Il cite également,  "Michèle Dunne, une experte de l’Egypte au Conseil Atlantique une institution de recherché basée à Washington” qui confirme cette même ligne : « Les plus grands terroristes égyptiens, dont le Sheik aveugle et le dirigeant actuel d’Al Qaïda, Ayman al-Zawahri, ont été façonnés par leur haine envers la dictature de Moubarak. »  Elle va même jusqu’à prétendre que  « inclure les mouvances islamistes  dans le jeu politique devrait réduire les menaces terroristes. »

Cette position est simplement absurde, d’autant qu’elle ne reprend pas  les propos des islamistes au travers de leurs  fatwas, leur traités et des livres entiers qui de manière univoque disent clairement que l’hostilité envers les infidèles – qu’il s’agisse  d’un régime séculier ou des Etats-Unis – est une affaire de doctrine et n’est pas fondée sur tel ou tel grief. (a doctrinal matter)

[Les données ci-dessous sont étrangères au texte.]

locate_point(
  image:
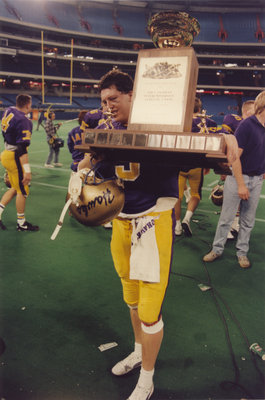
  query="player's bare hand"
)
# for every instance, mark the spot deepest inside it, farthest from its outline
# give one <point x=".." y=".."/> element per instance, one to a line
<point x="26" y="178"/>
<point x="243" y="192"/>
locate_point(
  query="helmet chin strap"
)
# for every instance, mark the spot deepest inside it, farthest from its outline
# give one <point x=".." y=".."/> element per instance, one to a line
<point x="60" y="222"/>
<point x="74" y="189"/>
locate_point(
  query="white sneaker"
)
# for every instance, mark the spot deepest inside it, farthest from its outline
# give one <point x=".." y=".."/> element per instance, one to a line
<point x="108" y="225"/>
<point x="178" y="229"/>
<point x="141" y="393"/>
<point x="187" y="194"/>
<point x="133" y="360"/>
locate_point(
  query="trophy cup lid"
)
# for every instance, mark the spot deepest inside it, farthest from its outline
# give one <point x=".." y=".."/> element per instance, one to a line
<point x="173" y="29"/>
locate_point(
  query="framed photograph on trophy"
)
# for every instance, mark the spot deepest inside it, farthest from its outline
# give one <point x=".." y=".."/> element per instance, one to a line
<point x="164" y="90"/>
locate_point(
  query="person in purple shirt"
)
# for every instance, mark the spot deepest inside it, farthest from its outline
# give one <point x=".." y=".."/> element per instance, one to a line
<point x="194" y="176"/>
<point x="244" y="186"/>
<point x="17" y="131"/>
<point x="147" y="220"/>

Pire encore, Shane reprend dans sa conclusion  l’avertissement de Dunne: "Si les groupes islamistes comme les Frères Musulmans  perdent la foi en la démocratie,  c’est alors que les conséquences seront terribles. »

La vérité est que les Frères Musulmans et autres islamistes n’ont aucune foi en la démocratie —qu’ils ont toujours décrite comme une pratique propre aux infidèles et bonne à être exploitée pour mettre en œuvre la Charia. (to be exploited to empower Sharia.)  Et pour ce qui  concerne l’occident, la seule chose en laquelle vraisemblablement ils croient, c’est en  la pérénité de cette complaisance de l’administration Obama.